Friday, January 13, 2012

Back to school

UNCA serves a large number of nontraditional-age students who are returning to school after taking time off for other things, and many of these folks are older than I am. Therefore I'm used to not being the oldest one in the room when I'm teaching a class; I've only been the eldest in maybe five or six of the 50-60 class sections I've led at this school.

But I'm not used to being one of the youngest in the room.

My MLA (Masters of Liberal Arts) course, Number sense: The philosophy and psychology of mathematics, met last night for the first time. I've got eight students in the class, four or five of whom are my senior in age and in life experience. It's a great bunch, and I can tell I'm going to learn more from them than they're going to learn from me.

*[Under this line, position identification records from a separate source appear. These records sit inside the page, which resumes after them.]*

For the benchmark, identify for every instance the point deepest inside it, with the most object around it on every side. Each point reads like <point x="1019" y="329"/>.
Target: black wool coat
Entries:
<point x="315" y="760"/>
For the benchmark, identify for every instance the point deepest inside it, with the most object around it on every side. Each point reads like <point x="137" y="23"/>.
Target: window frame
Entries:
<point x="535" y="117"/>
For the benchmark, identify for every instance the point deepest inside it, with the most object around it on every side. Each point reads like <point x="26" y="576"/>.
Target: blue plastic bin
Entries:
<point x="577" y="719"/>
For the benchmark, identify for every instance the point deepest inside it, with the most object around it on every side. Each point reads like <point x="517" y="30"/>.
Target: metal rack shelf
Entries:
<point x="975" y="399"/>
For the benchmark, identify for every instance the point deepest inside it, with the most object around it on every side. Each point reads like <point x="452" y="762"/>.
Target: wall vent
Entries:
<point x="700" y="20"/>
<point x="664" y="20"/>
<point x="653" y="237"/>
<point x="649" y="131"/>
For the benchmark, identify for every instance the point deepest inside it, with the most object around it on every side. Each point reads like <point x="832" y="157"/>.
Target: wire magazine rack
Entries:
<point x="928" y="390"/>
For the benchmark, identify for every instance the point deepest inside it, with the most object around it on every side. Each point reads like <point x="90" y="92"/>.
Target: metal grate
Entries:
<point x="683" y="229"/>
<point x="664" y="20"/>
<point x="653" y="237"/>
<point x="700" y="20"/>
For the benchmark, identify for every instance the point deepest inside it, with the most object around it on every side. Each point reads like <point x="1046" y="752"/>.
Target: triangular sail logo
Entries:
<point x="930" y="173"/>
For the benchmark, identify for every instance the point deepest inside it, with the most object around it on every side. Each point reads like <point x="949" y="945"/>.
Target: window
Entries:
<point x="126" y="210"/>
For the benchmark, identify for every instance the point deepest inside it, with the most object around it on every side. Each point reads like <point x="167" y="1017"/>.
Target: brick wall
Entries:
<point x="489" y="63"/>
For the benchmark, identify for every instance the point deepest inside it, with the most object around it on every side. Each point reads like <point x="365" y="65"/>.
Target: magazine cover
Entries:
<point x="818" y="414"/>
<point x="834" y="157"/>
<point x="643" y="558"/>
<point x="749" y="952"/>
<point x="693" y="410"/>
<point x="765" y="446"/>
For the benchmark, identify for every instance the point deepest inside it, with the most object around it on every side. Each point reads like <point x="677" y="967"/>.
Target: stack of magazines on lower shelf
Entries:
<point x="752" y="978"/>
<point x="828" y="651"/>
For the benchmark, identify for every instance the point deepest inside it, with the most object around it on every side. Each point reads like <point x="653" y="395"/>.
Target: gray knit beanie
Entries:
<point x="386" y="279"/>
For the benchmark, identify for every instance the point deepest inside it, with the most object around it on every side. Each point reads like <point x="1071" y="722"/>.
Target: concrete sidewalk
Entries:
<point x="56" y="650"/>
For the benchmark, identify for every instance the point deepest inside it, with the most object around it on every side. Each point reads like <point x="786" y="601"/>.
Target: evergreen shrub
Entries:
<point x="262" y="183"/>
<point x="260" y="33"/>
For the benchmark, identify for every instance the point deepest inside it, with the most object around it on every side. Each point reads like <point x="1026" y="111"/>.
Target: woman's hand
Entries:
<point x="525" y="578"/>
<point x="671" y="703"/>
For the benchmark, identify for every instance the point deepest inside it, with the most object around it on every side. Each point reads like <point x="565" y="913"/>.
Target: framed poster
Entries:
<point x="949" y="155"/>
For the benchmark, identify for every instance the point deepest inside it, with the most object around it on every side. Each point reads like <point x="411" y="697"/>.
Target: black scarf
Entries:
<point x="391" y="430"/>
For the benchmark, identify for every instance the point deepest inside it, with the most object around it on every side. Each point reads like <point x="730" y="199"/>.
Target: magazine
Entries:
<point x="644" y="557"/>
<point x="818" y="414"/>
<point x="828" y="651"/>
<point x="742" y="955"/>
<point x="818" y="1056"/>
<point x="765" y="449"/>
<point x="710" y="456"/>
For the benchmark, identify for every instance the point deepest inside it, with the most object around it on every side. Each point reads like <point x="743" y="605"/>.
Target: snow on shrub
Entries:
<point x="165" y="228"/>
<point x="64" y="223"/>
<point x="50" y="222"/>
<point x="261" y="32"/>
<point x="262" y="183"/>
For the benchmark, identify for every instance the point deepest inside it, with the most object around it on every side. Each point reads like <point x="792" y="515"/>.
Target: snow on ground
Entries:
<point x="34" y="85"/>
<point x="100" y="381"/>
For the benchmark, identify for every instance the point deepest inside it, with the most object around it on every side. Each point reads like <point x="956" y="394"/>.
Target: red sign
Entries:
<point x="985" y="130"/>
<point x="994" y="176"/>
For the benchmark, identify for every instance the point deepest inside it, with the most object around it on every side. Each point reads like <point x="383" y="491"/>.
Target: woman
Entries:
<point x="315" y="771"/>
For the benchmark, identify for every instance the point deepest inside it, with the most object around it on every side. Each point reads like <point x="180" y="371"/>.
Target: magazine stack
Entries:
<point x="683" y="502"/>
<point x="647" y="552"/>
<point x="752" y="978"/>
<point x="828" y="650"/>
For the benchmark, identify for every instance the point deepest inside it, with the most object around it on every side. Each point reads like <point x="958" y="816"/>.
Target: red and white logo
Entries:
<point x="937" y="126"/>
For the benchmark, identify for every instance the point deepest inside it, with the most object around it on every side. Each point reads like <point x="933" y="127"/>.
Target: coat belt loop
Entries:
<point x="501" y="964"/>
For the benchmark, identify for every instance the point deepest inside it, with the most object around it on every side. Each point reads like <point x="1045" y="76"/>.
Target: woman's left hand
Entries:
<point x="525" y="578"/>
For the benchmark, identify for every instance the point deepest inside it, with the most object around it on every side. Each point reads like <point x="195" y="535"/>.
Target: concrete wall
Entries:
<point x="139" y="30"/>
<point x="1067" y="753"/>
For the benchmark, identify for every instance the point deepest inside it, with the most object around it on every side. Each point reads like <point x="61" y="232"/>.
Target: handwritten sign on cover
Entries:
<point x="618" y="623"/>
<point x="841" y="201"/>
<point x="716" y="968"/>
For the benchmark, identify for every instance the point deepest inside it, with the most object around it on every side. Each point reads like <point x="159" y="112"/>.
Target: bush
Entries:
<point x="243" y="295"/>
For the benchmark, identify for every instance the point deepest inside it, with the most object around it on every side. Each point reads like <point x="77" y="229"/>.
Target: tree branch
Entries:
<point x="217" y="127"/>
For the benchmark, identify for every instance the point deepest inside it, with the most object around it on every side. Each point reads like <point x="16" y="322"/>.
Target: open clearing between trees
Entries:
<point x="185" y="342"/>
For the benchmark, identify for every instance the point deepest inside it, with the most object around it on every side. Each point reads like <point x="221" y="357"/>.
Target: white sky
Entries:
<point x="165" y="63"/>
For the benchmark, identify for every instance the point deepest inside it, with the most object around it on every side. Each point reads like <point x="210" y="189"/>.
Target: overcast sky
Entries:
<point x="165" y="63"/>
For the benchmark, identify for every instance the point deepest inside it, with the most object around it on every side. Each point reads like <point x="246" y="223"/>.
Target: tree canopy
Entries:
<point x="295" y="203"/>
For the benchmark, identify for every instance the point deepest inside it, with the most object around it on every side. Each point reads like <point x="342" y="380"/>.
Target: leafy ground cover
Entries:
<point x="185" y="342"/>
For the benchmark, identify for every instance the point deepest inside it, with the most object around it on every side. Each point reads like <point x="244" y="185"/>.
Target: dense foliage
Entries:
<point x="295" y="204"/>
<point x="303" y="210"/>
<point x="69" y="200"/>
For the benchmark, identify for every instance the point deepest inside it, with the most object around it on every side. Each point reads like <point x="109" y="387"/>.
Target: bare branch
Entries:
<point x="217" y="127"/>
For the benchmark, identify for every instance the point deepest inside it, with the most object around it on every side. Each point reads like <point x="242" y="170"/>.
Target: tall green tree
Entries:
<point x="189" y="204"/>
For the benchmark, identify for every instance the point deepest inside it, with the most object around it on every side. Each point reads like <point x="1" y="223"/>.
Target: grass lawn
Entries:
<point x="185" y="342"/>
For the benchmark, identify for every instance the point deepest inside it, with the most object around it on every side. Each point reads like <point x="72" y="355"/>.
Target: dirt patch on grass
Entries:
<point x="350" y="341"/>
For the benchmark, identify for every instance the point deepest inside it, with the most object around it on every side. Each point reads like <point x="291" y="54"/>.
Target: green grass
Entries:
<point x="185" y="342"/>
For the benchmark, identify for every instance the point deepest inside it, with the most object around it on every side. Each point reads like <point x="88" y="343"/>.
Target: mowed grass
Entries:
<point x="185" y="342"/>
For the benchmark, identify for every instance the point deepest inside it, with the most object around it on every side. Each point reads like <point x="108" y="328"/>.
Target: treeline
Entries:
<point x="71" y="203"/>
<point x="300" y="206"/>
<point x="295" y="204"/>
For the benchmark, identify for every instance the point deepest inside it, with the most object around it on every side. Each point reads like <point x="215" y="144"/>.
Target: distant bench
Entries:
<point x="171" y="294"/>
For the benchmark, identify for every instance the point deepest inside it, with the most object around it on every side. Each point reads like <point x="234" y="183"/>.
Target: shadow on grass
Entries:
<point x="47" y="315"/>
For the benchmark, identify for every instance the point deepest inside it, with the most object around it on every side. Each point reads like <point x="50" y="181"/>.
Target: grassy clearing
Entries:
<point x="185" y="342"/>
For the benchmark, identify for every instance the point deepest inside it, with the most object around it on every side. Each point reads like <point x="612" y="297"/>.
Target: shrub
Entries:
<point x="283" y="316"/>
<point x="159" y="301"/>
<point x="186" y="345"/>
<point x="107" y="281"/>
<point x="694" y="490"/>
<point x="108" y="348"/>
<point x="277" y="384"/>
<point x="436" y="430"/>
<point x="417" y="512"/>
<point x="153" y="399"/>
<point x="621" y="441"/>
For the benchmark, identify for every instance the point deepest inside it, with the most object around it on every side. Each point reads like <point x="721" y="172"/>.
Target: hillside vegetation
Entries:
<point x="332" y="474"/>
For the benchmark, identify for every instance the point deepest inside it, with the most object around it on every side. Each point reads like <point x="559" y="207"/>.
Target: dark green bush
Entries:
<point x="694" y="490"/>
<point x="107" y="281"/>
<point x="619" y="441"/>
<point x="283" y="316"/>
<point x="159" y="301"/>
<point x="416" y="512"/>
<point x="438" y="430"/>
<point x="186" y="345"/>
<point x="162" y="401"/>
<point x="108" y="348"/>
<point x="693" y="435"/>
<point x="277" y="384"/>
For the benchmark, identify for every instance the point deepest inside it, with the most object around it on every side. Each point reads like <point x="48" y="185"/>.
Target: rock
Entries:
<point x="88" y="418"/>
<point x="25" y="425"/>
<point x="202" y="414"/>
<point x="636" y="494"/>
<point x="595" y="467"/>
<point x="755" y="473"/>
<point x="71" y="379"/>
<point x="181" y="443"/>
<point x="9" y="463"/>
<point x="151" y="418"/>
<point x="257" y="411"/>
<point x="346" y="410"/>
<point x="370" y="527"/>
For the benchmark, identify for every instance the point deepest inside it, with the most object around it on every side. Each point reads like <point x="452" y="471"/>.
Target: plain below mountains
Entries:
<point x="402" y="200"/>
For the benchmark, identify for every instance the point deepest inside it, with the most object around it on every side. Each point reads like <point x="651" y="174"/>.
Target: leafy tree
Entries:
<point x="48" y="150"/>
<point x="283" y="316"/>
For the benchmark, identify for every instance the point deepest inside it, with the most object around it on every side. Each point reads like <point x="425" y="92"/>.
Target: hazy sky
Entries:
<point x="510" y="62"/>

We started off with some freewriting, through which I asked the students to probe into their own mathematical pasts. I hoped to find out what it is that makes these folks tick mathematically and to determine what they perceive to be the most basic and fundamental of mathematical operations. If we can get at the these operations, we'll be in a position to start our study of mathematical cognition where our brains begin, with approximations of enumeration.

I'm delighted to report that there's considerable diversity in the class when it comes to mathematical background. I found it interesting that the two gentlemen in the class reported more facility and familiarity with mathematics than their feminine counterparts (with one exception). Both of them described delight at working with statistics and geometry, and obsession with game-lake mathematical puzzles. The one woman with more mathematical experience is a former UNCA math major with whom I had the pleasure to work when I last taught Abstract Algebra I (in Fall 2008). This is her first semester of study in the MLA program.

The other five folks have considerably less mathematical background, but will provide perspectives from other points of view, reporting interest and expertise in psychology, history, and philosophy. I'm excited to learn from Samantha, who is taking time off from her work as a teacher for special-needs children. She mentioned how frustrated she is with mathematics education, and hopes that our class will give her the skills to help improve the way students are taught math at a young age. More power to her! Her high expectations for the course will definitely keep me on my toes.

After we probed our mathematical pasts for a bit, I presented a few exercises and experiments I hoped would whet their appetites for the material we're about to study (from Dehaene's Number sense). With no promise that this link will be evergreen, you can find Mathematica files for these exercises on the course website under the entry for January 12th.

In the first exercise I challenged students to hold in their memory progressively longer randomly generated strings of digits, demonstrating the means by which we tend to use our linguistic faculties to store such strings in short-term memory. (This use underlies linguistic differences in the ability to memorize and compute with numbers: the brevity of number words in many Asian languages allows native speakers of those tongues to outperform speakers of other languages in basic memorization and numerical manipulation.) The second exercise demonstrates how the arrangement of objects affects our sense of their number: more densely packed objects tend to appear more numerate than those that are sparsely spaced, and more orderly-arranged objects appear more numerate than those that are randomly placed. For the third activity, I asked the students to report any sort of synesthesia they've ever experienced: do they sense that numbers have specific appearance, texture, color, smell, relative spatial position, or gender? I think the students found it odd when I reported I've always had a very well-defined sense of the gender of every digit.

We wrapped up with a short discussion of formal expectations for the course, a topic I'm trying to de-emphasize as much as possible. I'm looking forward to next week's discussion. I'm curious to see if the students will find Dahaene's book as intriguing as I have.

1 comment:

Miss Maggie said...

1, 3, 4, 5, 7 are male, 2, 6, 8, 9, 0 are female. Something about the sharp and straight vs rounded.